The benchmark index — which has chalked up a 4.6% gain since window dressing activities in December — has continued its uptrend to gain another 1.6% in the first half of January, amid a global equity rally.
The index last closed at 1,821.60 points.
In a strategy note today, AllianceDBS said although trading at CY18 PE of 16.1 times, which is slightly ahead of the historical mean, Malaysian equities’ valuation is far from being stretched amid a global rally.
AllianceDBS targets the FBM KLCI to end at 1,870 this year, supported by sustained growth in electronic and electric (E&E) exports, loan growth uptick and interest rate hike, global oil and gas capital expenditure (capex), as well as improved private consumption.
Exports of E&E goods — which constituted 38% of Malaysia’s exports — are expected to sustain its growth this year amid synchronised global growth, albeit at a slower pace due to a high-base effect in 2017.
“We prefer the electronic manufacturing services (EMS) sector to the technology sector as a proxy for E&E export growth, due to the former’s lower valuation and higher earnings growth potential,” AllianceDBS said.
Loan growth uptick and interest rate hike post-14th general election is expected to anchor a 10.1% earnings growth for the banking sector.
And as loan growth typically lags the underlying economic growth by two to three quarters, better traction is expected in the second half of 2018 (2H18).
Bank Negara Malaysia’s more hawkish stance will also benefit banks in general, when it hikes its policy rates, which is expected after the general election.
“Brent crude oil prices continue to gain further ground in 2018 and this is a major boost not only to government’s finances, but can also act as re-rating catalyst for the ringgit, and oil and gas stocks,” the research house said.
With improved sentiment within the global oil and gas value chain, the industry's capex spending is poised to recover at a gradual pace going into 2018.

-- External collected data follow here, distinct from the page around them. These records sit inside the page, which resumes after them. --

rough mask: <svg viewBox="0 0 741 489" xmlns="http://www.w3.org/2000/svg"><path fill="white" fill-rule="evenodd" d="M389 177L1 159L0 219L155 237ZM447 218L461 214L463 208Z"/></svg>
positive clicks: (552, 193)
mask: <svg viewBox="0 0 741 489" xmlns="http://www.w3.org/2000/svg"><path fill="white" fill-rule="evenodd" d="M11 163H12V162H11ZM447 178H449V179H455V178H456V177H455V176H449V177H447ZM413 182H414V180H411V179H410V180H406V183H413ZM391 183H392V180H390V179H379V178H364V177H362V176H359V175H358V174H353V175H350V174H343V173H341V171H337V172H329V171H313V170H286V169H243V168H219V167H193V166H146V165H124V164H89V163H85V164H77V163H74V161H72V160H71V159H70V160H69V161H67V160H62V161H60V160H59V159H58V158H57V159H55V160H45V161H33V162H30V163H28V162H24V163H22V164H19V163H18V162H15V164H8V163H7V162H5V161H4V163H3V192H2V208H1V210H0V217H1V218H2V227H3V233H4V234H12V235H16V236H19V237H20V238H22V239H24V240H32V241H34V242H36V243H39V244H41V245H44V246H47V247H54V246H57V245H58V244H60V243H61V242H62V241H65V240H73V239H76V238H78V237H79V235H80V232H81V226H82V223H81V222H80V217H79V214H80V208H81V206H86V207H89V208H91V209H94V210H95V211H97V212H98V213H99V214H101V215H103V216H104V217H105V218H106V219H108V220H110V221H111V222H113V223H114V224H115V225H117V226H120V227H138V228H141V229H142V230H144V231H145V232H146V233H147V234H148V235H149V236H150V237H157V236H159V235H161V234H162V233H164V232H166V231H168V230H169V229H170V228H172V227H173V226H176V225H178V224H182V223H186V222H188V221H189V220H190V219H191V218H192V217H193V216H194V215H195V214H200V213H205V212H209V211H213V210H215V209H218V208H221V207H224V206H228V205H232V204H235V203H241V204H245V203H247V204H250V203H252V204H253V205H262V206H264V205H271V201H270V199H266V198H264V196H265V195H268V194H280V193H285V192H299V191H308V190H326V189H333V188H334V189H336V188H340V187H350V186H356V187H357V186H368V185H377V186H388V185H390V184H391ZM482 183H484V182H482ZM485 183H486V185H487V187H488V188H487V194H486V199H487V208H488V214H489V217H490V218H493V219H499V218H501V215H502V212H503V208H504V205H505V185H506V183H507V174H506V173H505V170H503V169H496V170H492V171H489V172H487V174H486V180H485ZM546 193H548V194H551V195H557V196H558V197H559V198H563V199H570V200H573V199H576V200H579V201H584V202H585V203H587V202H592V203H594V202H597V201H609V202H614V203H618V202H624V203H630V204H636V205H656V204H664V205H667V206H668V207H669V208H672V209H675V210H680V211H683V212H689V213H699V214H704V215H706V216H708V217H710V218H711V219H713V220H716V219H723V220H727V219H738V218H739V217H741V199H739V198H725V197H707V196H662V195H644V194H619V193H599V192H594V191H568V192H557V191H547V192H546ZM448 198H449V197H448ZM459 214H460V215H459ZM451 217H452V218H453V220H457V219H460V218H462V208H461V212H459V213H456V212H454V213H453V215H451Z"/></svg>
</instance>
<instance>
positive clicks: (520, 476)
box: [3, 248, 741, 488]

On the domestic front, private consumption has shown steady improvement since bottoming in third quarter of 2015 (3Q15), as the drag from goods and services tax (GST) eases.
“With general elections due this year, the government will likely keep a lid on the rising cost of living,” AllianceDBS said.
This also translates into a recovery in the domestic discretionary spending in the tourism industry, besides being boosted by further influx of Chinese tourists.
Top picks are Malayan Banking Bhd (target price [TP]: RM10.70), CIMB Group Bhd (TP: RM7.60), Hibiscus Petroleum Bhd (TP: RM1.48), Bumi Armada Bhd (TP: 95 sen), Wah Seong Corp Bhd (TP: RM1.90), SKP Resources Bhd (TP: RM2.50), AirAsia Bhd (TP: RM3.80), and Yong Tai Bhd (TP: RM2.10).